= Bartholomaeus of Bruges =

Flemish physician and natural philosopher

Bartholomaeus of Bruges (Barthélemy de Bruges) (died 1356) was a Flemish physician and natural philosopher.

==Life==
He graduated M.A. at the University of Paris in 1307, and became a master of medicine. He came under the influence of Radulphus Brito.

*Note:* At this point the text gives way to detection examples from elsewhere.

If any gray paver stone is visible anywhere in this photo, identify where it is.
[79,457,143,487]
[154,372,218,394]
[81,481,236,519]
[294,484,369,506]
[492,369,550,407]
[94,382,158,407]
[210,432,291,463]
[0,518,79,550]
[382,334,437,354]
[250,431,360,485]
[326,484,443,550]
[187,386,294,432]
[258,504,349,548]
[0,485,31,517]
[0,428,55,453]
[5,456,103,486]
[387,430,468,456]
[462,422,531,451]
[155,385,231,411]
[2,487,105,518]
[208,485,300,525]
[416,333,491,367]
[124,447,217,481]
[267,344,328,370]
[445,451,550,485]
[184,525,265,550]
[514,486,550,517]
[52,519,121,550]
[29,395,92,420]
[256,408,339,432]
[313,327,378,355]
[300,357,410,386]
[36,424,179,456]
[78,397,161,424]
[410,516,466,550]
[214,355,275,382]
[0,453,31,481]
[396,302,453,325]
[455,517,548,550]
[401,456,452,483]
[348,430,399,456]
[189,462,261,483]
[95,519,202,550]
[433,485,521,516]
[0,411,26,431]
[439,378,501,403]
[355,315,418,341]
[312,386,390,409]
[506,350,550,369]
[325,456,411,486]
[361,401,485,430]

Bartholomaeus served as physician to Guy I, Count of Blois, until the count died. He was a reforming medical teacher, replacing the older curriculum based on the Articella by a new Galenism.

==Works==
Bartholomaeus wrote commentaries on Aristotle. His work on the Poetics is noted for its sympathy with mimesis as a poetical function, and so an opening towards classical drama (the original work of Aristotle not being available at the time in Western Europe, the basis was a Latin translation by Hermannus Alemannus from Averroes, the Commentaria Media). He engaged in controversy with John of Jandun on the sensus agens, an active perceptive faculty of the soul. The reply of John of Jandun has been dated to 1310.

At the University of Montpellier he wrote also on the Ars Medicine. Some of the medical works that were attributed to him are considered to be by Bartholomew of Salerno instead. In 1348, at the time of the Black Death, he wrote on the plague.